Big-Ticket Items Predicted To Vie for State Dollars

By Robert C. Johnston — January 15, 1997 3 min read

School construction and technology will share the stage with the perennial budget battles as lawmakers in several states roll up their sleeves this month to begin 1997 legislative sessions.

Welfare reform will also be a contender. And backed by the ringing endorsement of President Clinton, charter schools could elbow other reform measures out of the limelight.

“You’re not going to see much more in private management and vouchers,” predicted Patricia Sullivan, the education director for the National Governors’ Association. “I get lots of calls about what makes a good charter school law.”
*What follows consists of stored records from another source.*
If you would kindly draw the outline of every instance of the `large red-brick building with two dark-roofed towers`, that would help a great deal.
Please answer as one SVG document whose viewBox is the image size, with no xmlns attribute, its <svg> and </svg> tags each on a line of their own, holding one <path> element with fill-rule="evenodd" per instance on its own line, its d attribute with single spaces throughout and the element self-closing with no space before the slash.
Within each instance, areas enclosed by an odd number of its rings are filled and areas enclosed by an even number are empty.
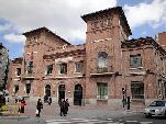
<svg viewBox="0 0 166 124">
<path fill-rule="evenodd" d="M 129 40 L 132 33 L 121 7 L 81 18 L 87 23 L 81 45 L 46 27 L 24 33 L 23 58 L 11 65 L 12 95 L 51 95 L 56 102 L 68 98 L 75 105 L 122 105 L 126 98 L 132 105 L 144 105 L 165 98 L 165 38 Z"/>
</svg>

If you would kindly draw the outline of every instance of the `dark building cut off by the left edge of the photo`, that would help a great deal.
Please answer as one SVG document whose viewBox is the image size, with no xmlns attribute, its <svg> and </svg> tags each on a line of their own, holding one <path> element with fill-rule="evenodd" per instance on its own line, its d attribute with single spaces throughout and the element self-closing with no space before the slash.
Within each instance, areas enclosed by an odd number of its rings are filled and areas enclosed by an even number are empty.
<svg viewBox="0 0 166 124">
<path fill-rule="evenodd" d="M 0 43 L 0 92 L 5 90 L 8 80 L 9 55 L 8 49 Z"/>
</svg>

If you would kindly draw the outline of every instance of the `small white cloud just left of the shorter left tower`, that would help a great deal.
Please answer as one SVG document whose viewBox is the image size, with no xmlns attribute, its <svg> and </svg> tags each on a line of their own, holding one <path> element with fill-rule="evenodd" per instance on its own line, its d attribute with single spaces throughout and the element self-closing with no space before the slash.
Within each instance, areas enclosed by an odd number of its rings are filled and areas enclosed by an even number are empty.
<svg viewBox="0 0 166 124">
<path fill-rule="evenodd" d="M 25 37 L 23 35 L 16 35 L 16 34 L 7 34 L 3 36 L 4 40 L 7 40 L 10 43 L 22 43 L 24 44 Z"/>
</svg>

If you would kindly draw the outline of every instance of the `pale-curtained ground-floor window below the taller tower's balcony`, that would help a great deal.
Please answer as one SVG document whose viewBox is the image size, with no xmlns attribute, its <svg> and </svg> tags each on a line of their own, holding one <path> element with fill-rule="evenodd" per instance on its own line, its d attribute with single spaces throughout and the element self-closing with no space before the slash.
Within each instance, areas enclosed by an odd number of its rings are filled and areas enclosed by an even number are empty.
<svg viewBox="0 0 166 124">
<path fill-rule="evenodd" d="M 108 99 L 108 83 L 97 83 L 97 99 Z"/>
</svg>

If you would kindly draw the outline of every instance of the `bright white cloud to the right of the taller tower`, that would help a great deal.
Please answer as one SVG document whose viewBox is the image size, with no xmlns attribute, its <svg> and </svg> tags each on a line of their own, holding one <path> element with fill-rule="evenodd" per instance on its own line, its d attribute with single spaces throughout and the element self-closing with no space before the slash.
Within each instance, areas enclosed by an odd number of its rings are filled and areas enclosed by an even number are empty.
<svg viewBox="0 0 166 124">
<path fill-rule="evenodd" d="M 166 0 L 153 0 L 151 3 L 140 3 L 134 7 L 124 5 L 126 19 L 132 29 L 143 24 L 158 27 L 166 24 Z"/>
</svg>

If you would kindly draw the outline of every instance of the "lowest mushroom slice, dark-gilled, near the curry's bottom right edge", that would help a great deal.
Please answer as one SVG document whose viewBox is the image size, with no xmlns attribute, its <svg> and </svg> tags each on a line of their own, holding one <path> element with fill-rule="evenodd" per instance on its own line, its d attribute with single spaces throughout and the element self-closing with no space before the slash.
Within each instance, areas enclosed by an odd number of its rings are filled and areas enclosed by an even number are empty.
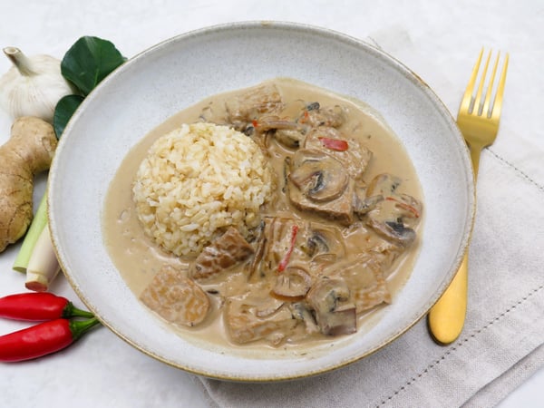
<svg viewBox="0 0 544 408">
<path fill-rule="evenodd" d="M 355 305 L 343 280 L 322 278 L 311 287 L 306 300 L 316 312 L 316 322 L 324 335 L 349 335 L 357 330 Z"/>
</svg>

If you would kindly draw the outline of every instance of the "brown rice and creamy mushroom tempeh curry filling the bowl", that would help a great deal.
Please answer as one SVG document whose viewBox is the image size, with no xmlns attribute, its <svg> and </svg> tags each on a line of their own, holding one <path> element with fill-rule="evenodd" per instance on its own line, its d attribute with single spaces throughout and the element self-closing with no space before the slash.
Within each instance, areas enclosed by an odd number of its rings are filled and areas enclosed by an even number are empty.
<svg viewBox="0 0 544 408">
<path fill-rule="evenodd" d="M 173 330 L 296 346 L 354 334 L 393 301 L 422 197 L 377 112 L 275 79 L 145 136 L 112 180 L 103 229 L 121 276 Z"/>
</svg>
Most legislatures are looking at sound fiscal projections and are out from under election-year pressures. Twenty-nine states tell the Denver-based National Conference of State Legislatures that their revenue will exceed expectations this fiscal year.

Nearly all states predict that spending on major categories like education and corrections will be on target.

But instead of higher spending, the rosy outlook may spur interest in lower taxes.

“We can expect to see the finance issue taken on early,” said Laura Tomaka, a policy analyst with the Council of State Governments’ Midwestern office. “Property-tax containment will be at issue.”

And there is no guaranteed windfall for K-12 spending, as backers of all sorts of issues and causes clamor for more money.

“Education funding should be easy,” said Chris Pipho, a spokesman for the Education Commission of the States in Denver. “But it gets more politically volatile because everyone wants to get into the act.”

Competing Priorities

School programs will likely be forced to fight for more money because big-ticket items like school construction, technology, and lower class sizes are on the table.

In California, where Democrats recaptured the legislature last fall, Superintendent of Public Instruction Delaine Eastin wants $800 million to fully fund the state’s K-3 class-size-reduction program.

Republican Gov. Pete Wilson, meanwhile, is proposing $488 million for the second year of the program, but wants to spend $500 million over four years on a new technology plan.

In Texas, 65 school districts have formed a coalition that will seek special funding for fast-growing school systems at the same time that Republican Gov. George W. Bush is promising to cut property taxes.

“We’re not a lobbying group per se, but a group that will educate legislators,” said Bill Carpenter, an assistant superintendent for the Cypress-Fairbanks district near Houston and a leader of the coalition.

The 53,000-student system has grown by 20,000 children in the past 10 years. But 16 new buildings have left $689 million in bond debt.

School construction will also be a priority in Florida, according to Rep. William F. Andrews, the incoming GOP chairman of the education committee. He wants Congress to help pay for schools needed to meet exploding enrollments.

“It’s too early to talk about, but I intend to bring people together to see how we can approach Congress,” he said.

Partisan Shifts

Legislators enter the fray following November elections that gave Democrats control of both legislative bodies in 20 states, a gain of four. Republicans hold both chambers in 18 states, the same as last year.

But the number of states where legislatures are split or where governors and legislative leaders come from opposing parties is unusually high this year.

Despite promises of bipartisanship, those splits, along with the power shifts, will have an impact on legislation, some lawmakers say.

For example, a spirited debate on state school aid is expected in Illinois, where Democrats won the House and now share control with a GOP-majority Senate and Republican Gov. Jim Edgar.

“The reason that the formula has not equalized funding is because not enough money has been put into it,” said Rep. Mike Boland, a Democratic member of the education committee. “That should come to an end.”

Eyes on Washington

The new federal welfare law also looms like a thundercloud.

Critics of the law that President Clinton signed last year say that schools will see more hungry children because of the end of the federal public-assistance guarantee.

“Few state education agencies understand that there are profound implications of the new law for day-to-day operations of public schools,” said Martin Gerry, the director of the Center for the Study of Family, Neighborhood, and Community Policy at the University of Kansas.

Others hope that federal appropriators will smile on schools.

“Federal education spending increased 15 percent for 1997,” said Laurie Westley, the assistant executive director of the National School Boards Association. “It was a big deal, but it needs to be a commitment, not a one-year spike.”